Sternenguckerin Sophie oder

Hält das Eis?

(13.12.2022)
Dies Erlebnis hat Vanessa (14) für mich aufgeschrieben, weil ich ja eine verstauchte Hand hab.

Auch wenn ich eine verstauchte Hand hab, konnte ich mit meiner Nanni über den kleinen Weihnachtsmarkt bei uns in der Nähe. Wir tranken heißen Kakao, aßen Schmalzkuchen und eine Bratwurst und guckten hier und da, ob wir noch etwas kleines als Geschenk finden. Bei den Schals, Mützen und Schmuck mussten wir natürlich auch lange stehen, weil wir uns wieder mal nicht entscheiden konnten was wir haben wollen. Einem kleinen Mädchen, so um die fünf oder so, haben wir noch ein heißen Kakao geholt, weil die Mutter (eine Ukrainerin) nicht so viel Geld hatte und die kleine immer nur am weinen war. Wir konnten uns zwar nur mit Händen und halbes Englisch verständigen, aber die kleine war überglücklich und umarmte mich kräftig. Später haben wir die beiden noch am Bus gesehen und die Nummern ausgetauscht. Die kleine versuchte da sich nochmal auf gebrochenem Deutsch sich bei uns zu bedanken und strahlte uns immer an.
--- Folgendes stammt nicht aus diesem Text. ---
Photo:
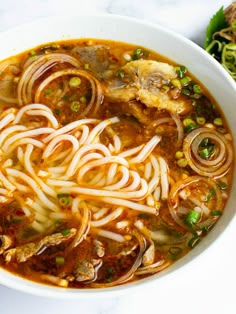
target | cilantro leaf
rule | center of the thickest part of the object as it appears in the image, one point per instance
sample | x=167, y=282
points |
x=217, y=22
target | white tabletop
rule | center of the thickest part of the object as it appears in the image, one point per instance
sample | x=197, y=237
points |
x=207, y=285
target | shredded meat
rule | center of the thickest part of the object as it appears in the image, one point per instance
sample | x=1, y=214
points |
x=24, y=252
x=143, y=81
x=5, y=243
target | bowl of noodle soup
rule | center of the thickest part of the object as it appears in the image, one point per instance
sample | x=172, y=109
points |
x=117, y=154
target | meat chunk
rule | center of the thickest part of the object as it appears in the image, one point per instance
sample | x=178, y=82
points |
x=5, y=243
x=143, y=80
x=24, y=252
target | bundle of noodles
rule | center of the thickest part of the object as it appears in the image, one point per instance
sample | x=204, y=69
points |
x=76, y=170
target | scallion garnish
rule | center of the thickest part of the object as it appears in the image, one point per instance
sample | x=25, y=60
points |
x=210, y=194
x=64, y=199
x=65, y=232
x=75, y=106
x=216, y=212
x=193, y=217
x=222, y=185
x=193, y=241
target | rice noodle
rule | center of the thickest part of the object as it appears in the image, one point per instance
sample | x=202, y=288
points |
x=73, y=161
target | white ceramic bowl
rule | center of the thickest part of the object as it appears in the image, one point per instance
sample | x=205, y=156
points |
x=167, y=43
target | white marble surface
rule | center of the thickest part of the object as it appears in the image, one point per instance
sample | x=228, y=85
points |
x=207, y=285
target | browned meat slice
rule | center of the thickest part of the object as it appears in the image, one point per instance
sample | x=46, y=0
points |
x=143, y=80
x=24, y=252
x=5, y=243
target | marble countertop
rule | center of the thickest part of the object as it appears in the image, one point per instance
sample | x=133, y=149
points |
x=209, y=292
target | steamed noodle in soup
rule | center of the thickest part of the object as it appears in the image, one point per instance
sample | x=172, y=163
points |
x=115, y=163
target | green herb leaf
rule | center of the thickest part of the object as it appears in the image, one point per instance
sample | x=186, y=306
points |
x=217, y=22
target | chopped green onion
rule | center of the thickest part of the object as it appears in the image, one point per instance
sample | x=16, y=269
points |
x=120, y=73
x=176, y=83
x=186, y=92
x=65, y=98
x=60, y=260
x=32, y=53
x=193, y=241
x=75, y=106
x=47, y=91
x=180, y=70
x=221, y=130
x=185, y=80
x=179, y=154
x=204, y=153
x=57, y=111
x=139, y=53
x=188, y=121
x=65, y=232
x=211, y=193
x=216, y=212
x=193, y=217
x=175, y=251
x=222, y=185
x=196, y=96
x=218, y=121
x=201, y=120
x=182, y=162
x=197, y=89
x=64, y=199
x=165, y=87
x=83, y=99
x=190, y=127
x=74, y=81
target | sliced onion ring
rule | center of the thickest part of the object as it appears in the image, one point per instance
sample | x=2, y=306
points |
x=97, y=95
x=132, y=270
x=173, y=200
x=209, y=168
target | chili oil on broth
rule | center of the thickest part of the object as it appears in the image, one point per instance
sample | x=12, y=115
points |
x=115, y=163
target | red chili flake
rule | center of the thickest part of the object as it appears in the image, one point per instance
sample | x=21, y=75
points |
x=5, y=108
x=114, y=59
x=173, y=202
x=11, y=231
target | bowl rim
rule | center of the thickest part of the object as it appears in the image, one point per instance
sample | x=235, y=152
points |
x=24, y=285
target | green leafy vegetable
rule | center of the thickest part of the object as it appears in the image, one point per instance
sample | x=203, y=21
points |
x=220, y=40
x=217, y=22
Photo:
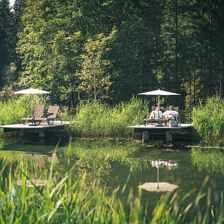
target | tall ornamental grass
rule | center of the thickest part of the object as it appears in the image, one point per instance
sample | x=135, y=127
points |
x=208, y=121
x=13, y=110
x=68, y=200
x=100, y=120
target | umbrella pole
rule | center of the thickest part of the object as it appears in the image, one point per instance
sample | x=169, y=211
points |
x=158, y=174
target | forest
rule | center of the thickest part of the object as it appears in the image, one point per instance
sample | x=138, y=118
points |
x=110, y=50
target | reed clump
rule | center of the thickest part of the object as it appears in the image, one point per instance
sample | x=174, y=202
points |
x=208, y=121
x=100, y=120
x=65, y=200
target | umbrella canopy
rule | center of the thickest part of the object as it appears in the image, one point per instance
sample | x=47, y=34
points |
x=159, y=93
x=31, y=91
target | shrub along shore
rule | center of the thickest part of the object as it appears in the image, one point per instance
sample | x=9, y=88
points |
x=208, y=121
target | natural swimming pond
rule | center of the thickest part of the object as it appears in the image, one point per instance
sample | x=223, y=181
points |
x=123, y=166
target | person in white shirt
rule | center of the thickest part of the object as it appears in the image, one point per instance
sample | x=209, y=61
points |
x=156, y=114
x=170, y=113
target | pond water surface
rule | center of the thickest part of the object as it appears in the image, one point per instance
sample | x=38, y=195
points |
x=122, y=165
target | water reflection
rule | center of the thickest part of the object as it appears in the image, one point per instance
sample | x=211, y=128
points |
x=116, y=164
x=169, y=164
x=209, y=159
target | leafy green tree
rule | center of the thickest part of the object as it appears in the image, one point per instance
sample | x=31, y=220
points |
x=95, y=73
x=5, y=37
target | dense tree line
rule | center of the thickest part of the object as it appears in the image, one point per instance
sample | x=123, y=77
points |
x=109, y=50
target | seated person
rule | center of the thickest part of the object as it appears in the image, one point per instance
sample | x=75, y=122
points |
x=170, y=113
x=155, y=114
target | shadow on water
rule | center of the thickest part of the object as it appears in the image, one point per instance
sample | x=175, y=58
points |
x=120, y=165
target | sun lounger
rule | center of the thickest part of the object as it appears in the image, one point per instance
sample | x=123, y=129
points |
x=37, y=114
x=51, y=115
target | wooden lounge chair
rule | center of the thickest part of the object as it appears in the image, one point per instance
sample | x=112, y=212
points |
x=51, y=115
x=36, y=114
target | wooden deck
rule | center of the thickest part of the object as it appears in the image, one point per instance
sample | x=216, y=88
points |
x=168, y=131
x=40, y=129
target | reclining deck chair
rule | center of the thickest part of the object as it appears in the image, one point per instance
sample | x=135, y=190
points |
x=51, y=115
x=36, y=115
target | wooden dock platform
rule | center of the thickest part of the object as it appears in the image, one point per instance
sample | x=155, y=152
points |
x=40, y=129
x=168, y=131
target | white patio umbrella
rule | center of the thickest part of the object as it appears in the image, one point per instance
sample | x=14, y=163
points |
x=159, y=93
x=30, y=91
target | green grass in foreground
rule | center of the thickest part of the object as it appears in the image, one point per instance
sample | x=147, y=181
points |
x=68, y=200
x=208, y=121
x=100, y=120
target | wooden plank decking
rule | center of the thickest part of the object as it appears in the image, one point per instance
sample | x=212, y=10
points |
x=40, y=129
x=14, y=127
x=156, y=127
x=168, y=131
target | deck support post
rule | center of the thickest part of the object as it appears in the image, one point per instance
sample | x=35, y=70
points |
x=145, y=136
x=41, y=134
x=21, y=133
x=168, y=136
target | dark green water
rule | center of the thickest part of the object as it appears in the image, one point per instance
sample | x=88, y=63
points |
x=122, y=165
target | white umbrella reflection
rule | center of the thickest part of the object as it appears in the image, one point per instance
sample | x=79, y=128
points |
x=160, y=186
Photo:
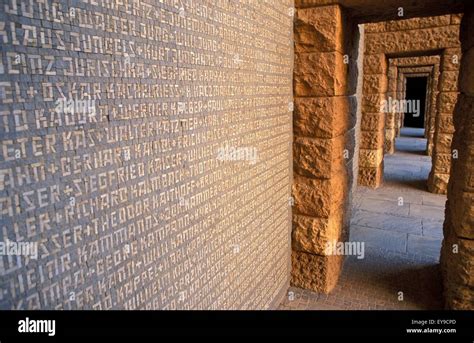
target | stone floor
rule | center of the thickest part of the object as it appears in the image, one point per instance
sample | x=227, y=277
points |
x=400, y=224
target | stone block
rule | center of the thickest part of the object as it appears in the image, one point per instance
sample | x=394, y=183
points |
x=315, y=272
x=412, y=40
x=466, y=73
x=324, y=117
x=372, y=139
x=320, y=197
x=370, y=158
x=318, y=157
x=370, y=177
x=320, y=74
x=312, y=235
x=318, y=29
x=375, y=64
x=446, y=102
x=374, y=84
x=372, y=121
x=448, y=81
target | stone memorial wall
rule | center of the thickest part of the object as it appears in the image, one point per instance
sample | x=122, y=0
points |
x=145, y=158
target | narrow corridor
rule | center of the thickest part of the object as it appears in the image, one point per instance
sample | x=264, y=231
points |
x=401, y=226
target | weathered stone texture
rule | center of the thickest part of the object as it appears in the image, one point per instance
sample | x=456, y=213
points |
x=457, y=255
x=119, y=122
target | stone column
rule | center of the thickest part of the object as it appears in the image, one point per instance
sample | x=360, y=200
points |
x=324, y=119
x=457, y=253
x=400, y=96
x=390, y=118
x=375, y=86
x=444, y=129
x=430, y=130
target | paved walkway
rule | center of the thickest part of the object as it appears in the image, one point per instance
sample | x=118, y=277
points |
x=401, y=226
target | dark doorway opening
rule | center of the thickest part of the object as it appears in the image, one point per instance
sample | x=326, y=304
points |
x=416, y=102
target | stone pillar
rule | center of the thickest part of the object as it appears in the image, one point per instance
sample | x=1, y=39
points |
x=444, y=129
x=400, y=96
x=457, y=253
x=375, y=86
x=430, y=127
x=390, y=118
x=324, y=119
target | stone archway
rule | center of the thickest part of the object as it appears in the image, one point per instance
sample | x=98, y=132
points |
x=323, y=84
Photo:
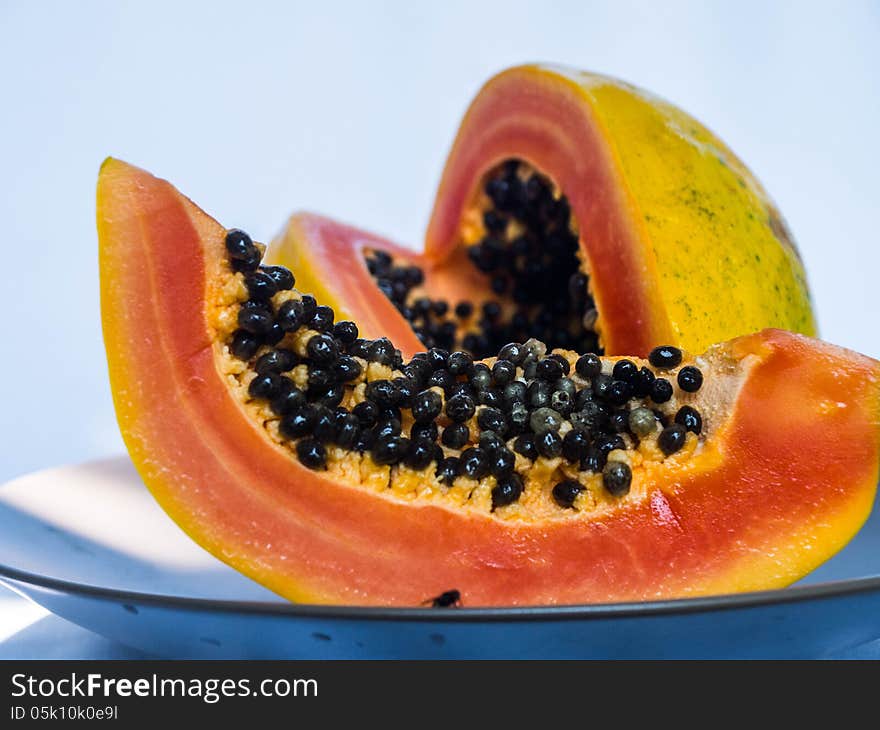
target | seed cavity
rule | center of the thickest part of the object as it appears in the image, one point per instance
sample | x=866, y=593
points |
x=529, y=257
x=442, y=415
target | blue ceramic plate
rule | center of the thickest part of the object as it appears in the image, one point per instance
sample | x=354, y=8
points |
x=89, y=543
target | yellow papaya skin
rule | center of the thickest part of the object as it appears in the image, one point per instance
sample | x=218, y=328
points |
x=684, y=244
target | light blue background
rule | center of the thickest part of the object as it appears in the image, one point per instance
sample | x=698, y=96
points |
x=257, y=109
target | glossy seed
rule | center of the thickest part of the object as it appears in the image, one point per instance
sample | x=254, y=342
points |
x=322, y=349
x=643, y=381
x=501, y=462
x=383, y=393
x=424, y=431
x=346, y=369
x=460, y=408
x=455, y=435
x=288, y=401
x=625, y=370
x=617, y=478
x=366, y=412
x=672, y=438
x=348, y=431
x=389, y=449
x=690, y=379
x=549, y=369
x=382, y=351
x=503, y=372
x=525, y=445
x=549, y=445
x=447, y=470
x=260, y=286
x=619, y=392
x=575, y=445
x=244, y=345
x=426, y=406
x=346, y=332
x=311, y=453
x=276, y=361
x=588, y=366
x=507, y=491
x=642, y=421
x=473, y=463
x=543, y=420
x=460, y=363
x=566, y=492
x=255, y=320
x=491, y=419
x=690, y=418
x=283, y=277
x=665, y=357
x=661, y=390
x=419, y=455
x=238, y=244
x=512, y=352
x=299, y=423
x=264, y=386
x=291, y=315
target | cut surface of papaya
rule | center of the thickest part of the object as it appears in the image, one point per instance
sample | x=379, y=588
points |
x=333, y=469
x=592, y=215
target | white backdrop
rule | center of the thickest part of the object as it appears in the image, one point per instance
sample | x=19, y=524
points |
x=255, y=109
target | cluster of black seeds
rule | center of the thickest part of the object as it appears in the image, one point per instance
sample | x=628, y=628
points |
x=528, y=403
x=529, y=257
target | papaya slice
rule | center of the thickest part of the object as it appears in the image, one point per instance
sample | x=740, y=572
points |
x=589, y=214
x=332, y=469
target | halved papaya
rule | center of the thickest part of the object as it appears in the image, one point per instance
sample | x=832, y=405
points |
x=587, y=213
x=332, y=469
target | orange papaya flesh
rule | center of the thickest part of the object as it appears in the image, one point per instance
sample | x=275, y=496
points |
x=598, y=217
x=778, y=475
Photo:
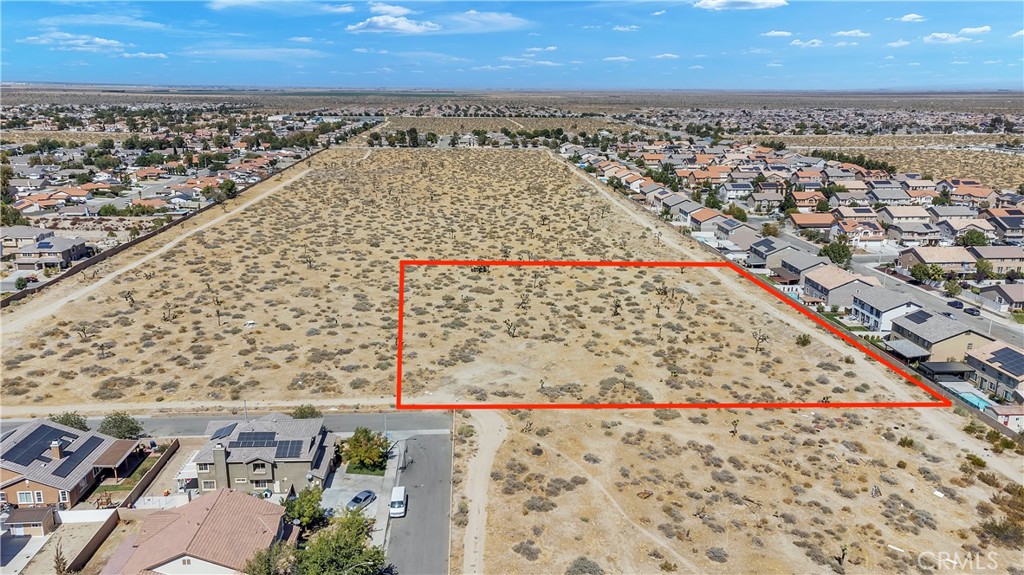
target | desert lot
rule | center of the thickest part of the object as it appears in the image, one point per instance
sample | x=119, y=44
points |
x=314, y=267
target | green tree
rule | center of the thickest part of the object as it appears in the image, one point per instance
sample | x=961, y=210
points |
x=70, y=418
x=279, y=559
x=983, y=269
x=839, y=252
x=306, y=507
x=121, y=426
x=366, y=449
x=306, y=411
x=11, y=217
x=342, y=549
x=973, y=237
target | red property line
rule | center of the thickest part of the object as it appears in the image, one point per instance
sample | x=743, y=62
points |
x=942, y=401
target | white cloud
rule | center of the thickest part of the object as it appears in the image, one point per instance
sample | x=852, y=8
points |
x=160, y=55
x=738, y=4
x=472, y=21
x=57, y=40
x=944, y=38
x=388, y=9
x=815, y=43
x=977, y=30
x=98, y=19
x=397, y=25
x=852, y=34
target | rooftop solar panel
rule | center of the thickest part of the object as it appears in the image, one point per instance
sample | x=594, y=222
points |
x=77, y=456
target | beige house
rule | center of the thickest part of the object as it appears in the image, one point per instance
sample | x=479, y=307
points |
x=923, y=336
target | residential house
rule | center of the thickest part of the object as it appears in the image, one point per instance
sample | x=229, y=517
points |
x=215, y=534
x=1003, y=258
x=767, y=253
x=937, y=214
x=818, y=221
x=913, y=234
x=764, y=202
x=951, y=259
x=273, y=453
x=1009, y=229
x=998, y=369
x=903, y=214
x=877, y=307
x=866, y=235
x=922, y=335
x=56, y=253
x=794, y=264
x=736, y=232
x=46, y=463
x=858, y=214
x=1008, y=296
x=834, y=285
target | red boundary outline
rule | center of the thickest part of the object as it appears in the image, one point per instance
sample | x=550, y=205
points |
x=402, y=264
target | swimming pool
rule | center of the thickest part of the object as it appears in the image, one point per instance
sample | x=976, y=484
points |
x=978, y=402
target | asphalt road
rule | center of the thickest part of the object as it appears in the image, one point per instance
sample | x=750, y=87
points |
x=987, y=323
x=419, y=541
x=196, y=425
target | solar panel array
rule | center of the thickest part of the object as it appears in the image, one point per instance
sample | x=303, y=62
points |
x=36, y=444
x=291, y=448
x=223, y=432
x=74, y=458
x=1010, y=360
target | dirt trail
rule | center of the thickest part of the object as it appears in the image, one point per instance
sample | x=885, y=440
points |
x=22, y=318
x=492, y=432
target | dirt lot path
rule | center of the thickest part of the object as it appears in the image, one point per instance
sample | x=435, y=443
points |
x=492, y=432
x=22, y=318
Auf dem Weg nach Hause, es war schon dunkel, fuhren wir extra langsam um die ganzen Weihnachts-Lichter, die die Menschen trotz Stromkriese an hatten, zu sehen. Bei manchen war es ganz schön viel und bei den meisten war es nur ein Kronleuchter oder ein kleiner Tannenbaum der im Fenster stand. Es war auf alle Fälle schön anzusehen. Bei uns vor dem Haus, meinte Nanni so: "Boah, hier müssen ja Millionäre wohnen!" "Ähm, nö!" kam da von mir. Wir haben das Haus geschmückt, wie Mama es schon seit Jahren macht. Auf dem Dach klettert ein Weihnachtsmann rum, viele Lichterketten an der Dachrinne und in den Bäumen, mehr nicht. Und außerdem hatte sie selber dabei noch geholfen vor dem ersten Advent.

Weil uns nicht wirklich kalt war in unseren dicken Daunenjacken, Mützen, Schals und Handschuhen usw., blieben wir noch im Garten und guckten was der Whirlpool macht. Er war abgedeckt und eine kleine Eisschicht lag auf der Abdeckung. Das Schlammloch, in dem ja der Funki-Schulranzen sein soll, lag eine kleine Eisschicht drauf und drum herum lag leichter Schnee. Der Fluss führte auch kleine Eisschichten, aber um drauf zu gehen wohl noch zu dünn. Wir haben es auch nicht ausprobiert. Der Mond schien hell und wir gingen Hand in Hand weiter und knutschten uns irgendwo zärtlich ab, wo wir dann auch ein paar Sternschnuppen sahen und uns schnell was wünschten, auch wenn es eigentlich quatsch ist.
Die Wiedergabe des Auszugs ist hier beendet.